Ribes tularense
- Conservation status: Critically Imperiled (NatureServe)

Scientific classification
- Kingdom: Plantae
- Clade: Tracheophytes
- Clade: Angiosperms
- Clade: Eudicots
- Order: Saxifragales
- Family: Grossulariaceae
- Genus: Ribes
- Species: R. tularense
- Binomial name: Ribes tularense (Coville) Fedde 1910 not (Coville) Standl. 1930
- Synonyms: Grossularia tularensis Coville 1908; Ribes tularensis (Coville) Fedde;

= Ribes tularense =

- Genus: Ribes
- Species: tularense
- Authority: (Coville) Fedde 1910 not (Coville) Standl. 1930
- Synonyms: Grossularia tularensis Coville 1908, Ribes tularensis (Coville) Fedde

Species of flowering plant

Ribes tularense is a rare species of currant known as the Sequoia gooseberry or Tulare gooseberry. It is endemic to southern California, at elevations between 1500–1800 m.
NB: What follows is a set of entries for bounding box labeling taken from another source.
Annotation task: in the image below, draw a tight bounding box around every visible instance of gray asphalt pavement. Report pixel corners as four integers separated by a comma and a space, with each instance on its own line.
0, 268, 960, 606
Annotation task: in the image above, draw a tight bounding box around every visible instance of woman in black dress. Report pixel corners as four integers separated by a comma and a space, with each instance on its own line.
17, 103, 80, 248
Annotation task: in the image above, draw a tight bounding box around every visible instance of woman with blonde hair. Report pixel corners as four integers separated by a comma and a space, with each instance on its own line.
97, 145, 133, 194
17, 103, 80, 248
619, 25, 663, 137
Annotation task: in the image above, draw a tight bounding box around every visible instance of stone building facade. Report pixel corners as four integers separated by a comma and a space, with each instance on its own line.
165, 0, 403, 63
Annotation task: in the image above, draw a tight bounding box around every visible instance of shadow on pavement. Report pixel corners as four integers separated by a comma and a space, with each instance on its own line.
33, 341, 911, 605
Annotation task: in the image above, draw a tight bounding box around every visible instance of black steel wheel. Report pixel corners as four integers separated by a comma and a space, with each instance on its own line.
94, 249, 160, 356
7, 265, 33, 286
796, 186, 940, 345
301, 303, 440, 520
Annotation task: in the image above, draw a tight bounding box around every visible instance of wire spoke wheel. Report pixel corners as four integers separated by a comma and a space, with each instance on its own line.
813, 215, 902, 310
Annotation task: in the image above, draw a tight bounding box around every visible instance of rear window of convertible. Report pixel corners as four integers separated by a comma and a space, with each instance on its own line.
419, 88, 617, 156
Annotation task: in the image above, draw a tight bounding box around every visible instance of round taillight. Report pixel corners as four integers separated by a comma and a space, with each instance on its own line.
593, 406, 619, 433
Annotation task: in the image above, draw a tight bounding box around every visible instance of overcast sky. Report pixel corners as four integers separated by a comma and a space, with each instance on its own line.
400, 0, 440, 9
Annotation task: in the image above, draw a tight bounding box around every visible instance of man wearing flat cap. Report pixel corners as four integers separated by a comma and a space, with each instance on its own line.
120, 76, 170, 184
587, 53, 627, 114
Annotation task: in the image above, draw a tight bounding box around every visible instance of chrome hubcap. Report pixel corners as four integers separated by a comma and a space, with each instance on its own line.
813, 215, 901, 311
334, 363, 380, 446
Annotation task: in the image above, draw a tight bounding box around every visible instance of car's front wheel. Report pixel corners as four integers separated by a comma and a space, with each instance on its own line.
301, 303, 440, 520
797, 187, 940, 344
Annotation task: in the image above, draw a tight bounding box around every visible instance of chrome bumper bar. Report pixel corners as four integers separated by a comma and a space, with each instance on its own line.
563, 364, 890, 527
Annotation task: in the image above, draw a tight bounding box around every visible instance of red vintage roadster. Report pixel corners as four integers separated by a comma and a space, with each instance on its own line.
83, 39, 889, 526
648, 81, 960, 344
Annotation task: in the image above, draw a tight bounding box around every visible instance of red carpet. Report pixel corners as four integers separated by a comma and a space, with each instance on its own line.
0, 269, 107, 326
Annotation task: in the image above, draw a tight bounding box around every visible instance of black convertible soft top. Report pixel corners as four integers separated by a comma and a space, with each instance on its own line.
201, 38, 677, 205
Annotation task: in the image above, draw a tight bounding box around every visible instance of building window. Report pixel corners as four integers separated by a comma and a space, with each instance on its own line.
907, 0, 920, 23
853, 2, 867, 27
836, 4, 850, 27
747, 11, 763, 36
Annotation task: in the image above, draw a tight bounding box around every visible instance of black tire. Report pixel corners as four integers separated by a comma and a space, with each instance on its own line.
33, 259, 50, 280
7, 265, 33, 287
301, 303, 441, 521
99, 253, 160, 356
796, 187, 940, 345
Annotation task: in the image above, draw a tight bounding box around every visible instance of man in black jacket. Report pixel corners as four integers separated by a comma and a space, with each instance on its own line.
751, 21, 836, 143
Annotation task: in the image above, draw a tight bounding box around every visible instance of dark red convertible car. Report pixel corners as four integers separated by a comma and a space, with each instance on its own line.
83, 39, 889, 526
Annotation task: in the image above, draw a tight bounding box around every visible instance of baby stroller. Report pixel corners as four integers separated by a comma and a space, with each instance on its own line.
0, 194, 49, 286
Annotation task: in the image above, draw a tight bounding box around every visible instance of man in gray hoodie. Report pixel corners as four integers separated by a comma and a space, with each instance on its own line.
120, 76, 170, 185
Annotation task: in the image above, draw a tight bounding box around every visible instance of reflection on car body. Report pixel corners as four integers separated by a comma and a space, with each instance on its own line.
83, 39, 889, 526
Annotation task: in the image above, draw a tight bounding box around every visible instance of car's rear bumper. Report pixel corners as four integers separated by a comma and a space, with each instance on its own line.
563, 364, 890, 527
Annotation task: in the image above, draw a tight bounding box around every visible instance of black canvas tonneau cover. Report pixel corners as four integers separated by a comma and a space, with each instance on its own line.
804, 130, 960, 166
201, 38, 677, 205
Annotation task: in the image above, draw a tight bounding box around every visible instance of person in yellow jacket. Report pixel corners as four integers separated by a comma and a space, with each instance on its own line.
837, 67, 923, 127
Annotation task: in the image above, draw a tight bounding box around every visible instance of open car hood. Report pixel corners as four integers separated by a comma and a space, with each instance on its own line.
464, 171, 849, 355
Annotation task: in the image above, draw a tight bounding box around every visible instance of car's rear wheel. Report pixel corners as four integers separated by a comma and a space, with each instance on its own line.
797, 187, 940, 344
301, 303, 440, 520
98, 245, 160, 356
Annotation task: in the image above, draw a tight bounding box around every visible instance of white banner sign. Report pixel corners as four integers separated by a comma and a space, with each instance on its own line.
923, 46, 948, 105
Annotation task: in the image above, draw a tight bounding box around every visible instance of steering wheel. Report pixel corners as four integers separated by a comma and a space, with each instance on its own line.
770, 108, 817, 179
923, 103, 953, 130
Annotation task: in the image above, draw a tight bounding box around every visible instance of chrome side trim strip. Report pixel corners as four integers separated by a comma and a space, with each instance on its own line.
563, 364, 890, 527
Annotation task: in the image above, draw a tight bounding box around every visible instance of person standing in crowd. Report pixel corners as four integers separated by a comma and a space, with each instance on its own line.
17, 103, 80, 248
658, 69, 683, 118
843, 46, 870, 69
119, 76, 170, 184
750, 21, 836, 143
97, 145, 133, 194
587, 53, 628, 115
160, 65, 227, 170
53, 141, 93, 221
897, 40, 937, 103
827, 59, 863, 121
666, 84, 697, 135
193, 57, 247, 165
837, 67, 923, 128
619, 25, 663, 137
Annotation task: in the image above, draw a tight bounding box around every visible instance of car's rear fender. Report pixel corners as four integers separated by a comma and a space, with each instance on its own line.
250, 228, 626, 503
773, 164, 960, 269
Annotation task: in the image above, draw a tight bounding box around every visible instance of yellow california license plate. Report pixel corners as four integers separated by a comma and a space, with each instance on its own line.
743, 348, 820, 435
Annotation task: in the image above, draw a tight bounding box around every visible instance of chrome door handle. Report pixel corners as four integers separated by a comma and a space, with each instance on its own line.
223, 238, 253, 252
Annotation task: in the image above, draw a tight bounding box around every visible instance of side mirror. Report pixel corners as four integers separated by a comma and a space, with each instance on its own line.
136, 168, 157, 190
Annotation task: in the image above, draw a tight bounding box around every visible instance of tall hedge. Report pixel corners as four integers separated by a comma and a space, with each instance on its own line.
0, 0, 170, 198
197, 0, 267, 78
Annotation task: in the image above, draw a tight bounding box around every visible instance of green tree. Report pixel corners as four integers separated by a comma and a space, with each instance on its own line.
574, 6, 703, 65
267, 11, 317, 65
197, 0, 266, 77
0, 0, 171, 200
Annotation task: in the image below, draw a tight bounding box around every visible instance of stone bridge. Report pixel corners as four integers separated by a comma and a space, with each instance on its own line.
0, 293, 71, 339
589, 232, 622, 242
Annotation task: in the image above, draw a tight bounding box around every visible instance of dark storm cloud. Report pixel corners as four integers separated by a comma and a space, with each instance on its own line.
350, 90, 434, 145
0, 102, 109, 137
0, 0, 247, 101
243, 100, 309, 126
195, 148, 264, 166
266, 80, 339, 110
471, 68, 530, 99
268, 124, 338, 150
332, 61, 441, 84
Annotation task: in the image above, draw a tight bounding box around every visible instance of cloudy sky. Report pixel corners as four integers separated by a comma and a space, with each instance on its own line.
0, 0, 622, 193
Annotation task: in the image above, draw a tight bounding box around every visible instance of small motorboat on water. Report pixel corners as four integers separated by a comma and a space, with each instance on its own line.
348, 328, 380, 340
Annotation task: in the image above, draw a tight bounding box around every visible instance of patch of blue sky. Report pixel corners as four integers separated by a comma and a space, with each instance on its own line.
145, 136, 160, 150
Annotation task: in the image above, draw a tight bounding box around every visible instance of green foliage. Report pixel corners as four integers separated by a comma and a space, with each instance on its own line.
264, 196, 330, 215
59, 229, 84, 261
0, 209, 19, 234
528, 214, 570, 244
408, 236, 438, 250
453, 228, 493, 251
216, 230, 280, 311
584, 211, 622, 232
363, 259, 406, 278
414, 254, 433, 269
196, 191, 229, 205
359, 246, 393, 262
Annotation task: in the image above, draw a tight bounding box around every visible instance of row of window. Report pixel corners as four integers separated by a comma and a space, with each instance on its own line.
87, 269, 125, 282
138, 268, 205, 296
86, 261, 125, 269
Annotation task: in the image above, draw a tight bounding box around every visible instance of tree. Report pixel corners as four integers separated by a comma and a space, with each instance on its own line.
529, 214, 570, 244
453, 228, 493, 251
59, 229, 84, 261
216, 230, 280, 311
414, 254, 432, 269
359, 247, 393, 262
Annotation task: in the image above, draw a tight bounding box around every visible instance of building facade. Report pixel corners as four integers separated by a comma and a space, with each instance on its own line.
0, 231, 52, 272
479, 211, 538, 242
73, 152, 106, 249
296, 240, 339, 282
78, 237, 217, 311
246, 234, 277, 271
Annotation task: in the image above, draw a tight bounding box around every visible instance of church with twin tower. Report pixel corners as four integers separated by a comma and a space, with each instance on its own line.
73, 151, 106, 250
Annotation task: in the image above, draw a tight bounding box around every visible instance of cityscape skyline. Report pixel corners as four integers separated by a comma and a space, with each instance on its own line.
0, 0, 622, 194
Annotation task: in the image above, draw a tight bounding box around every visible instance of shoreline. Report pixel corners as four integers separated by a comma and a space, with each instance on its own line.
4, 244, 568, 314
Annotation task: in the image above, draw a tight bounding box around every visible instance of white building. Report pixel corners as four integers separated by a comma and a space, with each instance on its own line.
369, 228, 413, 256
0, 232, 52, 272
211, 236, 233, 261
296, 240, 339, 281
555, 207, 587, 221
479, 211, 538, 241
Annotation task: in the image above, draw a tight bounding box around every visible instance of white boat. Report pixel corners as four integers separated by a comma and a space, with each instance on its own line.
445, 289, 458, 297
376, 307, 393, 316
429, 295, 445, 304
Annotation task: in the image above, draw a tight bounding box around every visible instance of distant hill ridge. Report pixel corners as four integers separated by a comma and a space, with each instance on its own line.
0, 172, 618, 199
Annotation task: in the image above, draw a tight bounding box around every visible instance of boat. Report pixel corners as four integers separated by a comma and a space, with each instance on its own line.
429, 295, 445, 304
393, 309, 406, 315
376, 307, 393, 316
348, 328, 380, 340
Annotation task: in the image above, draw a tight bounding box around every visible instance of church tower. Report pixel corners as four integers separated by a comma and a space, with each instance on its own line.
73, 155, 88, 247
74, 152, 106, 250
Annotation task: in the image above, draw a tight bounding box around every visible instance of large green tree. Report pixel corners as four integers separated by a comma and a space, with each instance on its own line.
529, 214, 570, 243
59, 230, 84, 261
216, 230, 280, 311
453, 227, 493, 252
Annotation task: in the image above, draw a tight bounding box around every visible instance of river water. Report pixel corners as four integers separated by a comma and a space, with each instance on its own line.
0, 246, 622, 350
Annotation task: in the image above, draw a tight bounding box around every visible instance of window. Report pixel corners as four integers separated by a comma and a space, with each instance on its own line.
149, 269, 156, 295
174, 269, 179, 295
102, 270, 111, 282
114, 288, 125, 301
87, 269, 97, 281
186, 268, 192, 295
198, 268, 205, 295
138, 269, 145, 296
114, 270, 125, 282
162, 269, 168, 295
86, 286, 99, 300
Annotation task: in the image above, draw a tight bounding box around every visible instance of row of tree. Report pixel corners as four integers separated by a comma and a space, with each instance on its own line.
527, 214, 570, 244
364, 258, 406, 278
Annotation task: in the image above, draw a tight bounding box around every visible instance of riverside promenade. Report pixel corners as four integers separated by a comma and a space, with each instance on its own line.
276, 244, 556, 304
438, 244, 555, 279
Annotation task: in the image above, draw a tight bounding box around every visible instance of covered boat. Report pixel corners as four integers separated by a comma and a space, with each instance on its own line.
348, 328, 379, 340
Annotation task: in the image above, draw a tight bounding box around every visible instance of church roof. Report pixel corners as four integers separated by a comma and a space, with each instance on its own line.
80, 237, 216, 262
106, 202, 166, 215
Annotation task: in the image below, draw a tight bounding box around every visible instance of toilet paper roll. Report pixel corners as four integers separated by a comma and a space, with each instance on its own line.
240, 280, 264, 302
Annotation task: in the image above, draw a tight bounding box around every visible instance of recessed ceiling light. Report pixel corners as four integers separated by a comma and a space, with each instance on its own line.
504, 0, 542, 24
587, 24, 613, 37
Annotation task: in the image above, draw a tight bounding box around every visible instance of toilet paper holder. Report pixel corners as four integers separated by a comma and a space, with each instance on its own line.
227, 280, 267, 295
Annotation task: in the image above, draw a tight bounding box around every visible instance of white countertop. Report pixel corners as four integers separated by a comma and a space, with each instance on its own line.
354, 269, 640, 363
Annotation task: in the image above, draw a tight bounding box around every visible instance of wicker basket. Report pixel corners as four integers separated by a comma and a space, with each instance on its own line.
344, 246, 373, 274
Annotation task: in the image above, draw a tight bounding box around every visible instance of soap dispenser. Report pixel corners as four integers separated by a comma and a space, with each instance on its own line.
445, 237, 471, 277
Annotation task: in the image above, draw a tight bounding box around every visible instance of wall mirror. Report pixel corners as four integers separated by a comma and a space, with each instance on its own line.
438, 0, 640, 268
Ribes tularense is known from only about ten populations in the forests of the High Sierra Nevada. These are located in Tulare County except for one population found less than 100 meters east of the county line near Mount Whitney in Inyo County. The species is closely related to Ribes binominatum.

Ribes tularense is a low, spiny shrub rarely more than 50 cm (20 inches) tall, often trailing. It has hairy branches and hairy, toothed leaves. The flowers are greenish white and the fruits are yellow and bristly.